Verso la fine, nel raccontare il suo esclusivo rapporto di amicizia con il giovanissimo e geniale Dalai Lama, Harrer mostra finalmente un po' di sana emozione, soprattutto nel momento in cui si vede costretto dall'invasione della Cina a dire addio a un paese che lo ha accolto, contro tutti i pronostici, per sette anni.
Abbiamo trovato interessante venire a conoscenza dei costumi di  un popolo di cui sapevamo davvero poco. Ma lo stile di Harrer ha compromesso tutto quello che si poteva trarre di buono dalla sua esperienza per farne un libro di pregio.
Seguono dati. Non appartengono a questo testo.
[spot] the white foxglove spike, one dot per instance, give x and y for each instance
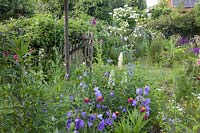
(120, 60)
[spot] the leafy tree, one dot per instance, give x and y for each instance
(15, 8)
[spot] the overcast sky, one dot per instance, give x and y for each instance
(151, 2)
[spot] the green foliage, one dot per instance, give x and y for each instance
(159, 11)
(15, 8)
(132, 123)
(44, 31)
(180, 21)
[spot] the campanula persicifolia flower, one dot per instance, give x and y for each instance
(117, 113)
(96, 89)
(6, 53)
(146, 90)
(80, 77)
(69, 122)
(139, 91)
(146, 102)
(106, 74)
(124, 110)
(100, 99)
(30, 50)
(92, 117)
(69, 113)
(86, 100)
(108, 121)
(100, 116)
(71, 98)
(112, 93)
(196, 50)
(146, 116)
(98, 105)
(134, 103)
(101, 125)
(83, 114)
(93, 21)
(183, 41)
(147, 108)
(85, 74)
(130, 100)
(142, 109)
(81, 84)
(79, 124)
(16, 57)
(90, 124)
(108, 113)
(67, 76)
(114, 116)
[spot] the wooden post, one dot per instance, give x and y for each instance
(66, 37)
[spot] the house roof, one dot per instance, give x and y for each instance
(187, 3)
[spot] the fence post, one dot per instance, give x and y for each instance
(66, 38)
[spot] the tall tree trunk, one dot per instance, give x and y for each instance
(66, 37)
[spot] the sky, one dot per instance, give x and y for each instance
(151, 2)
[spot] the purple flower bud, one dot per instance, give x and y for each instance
(85, 74)
(139, 91)
(114, 116)
(134, 103)
(108, 113)
(146, 90)
(112, 93)
(92, 117)
(101, 125)
(146, 102)
(67, 76)
(79, 124)
(98, 105)
(96, 89)
(71, 98)
(69, 113)
(100, 116)
(93, 21)
(83, 114)
(106, 74)
(68, 123)
(89, 124)
(109, 121)
(80, 78)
Adesso siamo curiose di guardare il film (e non solo per quello gnocco di Brad Pitt, maligne!), perché credo che guardare su schermo i paesaggi descritti nel libro possa sopperire alle varie lacune del libro.




Per l'occasione  mi sarebbe piaciuto provare lo tsampa, il piatto nazionale tipico tibetano, ma purtroppo su internet non si trovano ricette approfondite, quindi per questa volta, mantenendoci nello stile di una parca e modesta dieta orientale, abbiamo pasteggiato con focaccia al burro senza condimento e thé nero amaro.






La mia personale conclusione è che non vi consiglio questo libro, a meno che non siate masochiste, oppure di prenderlo per quello che è: un disperato tentativo da dilettante (e aggiungerei un tantino presuntuoso) con le migliori intenzioni ma la minima resa.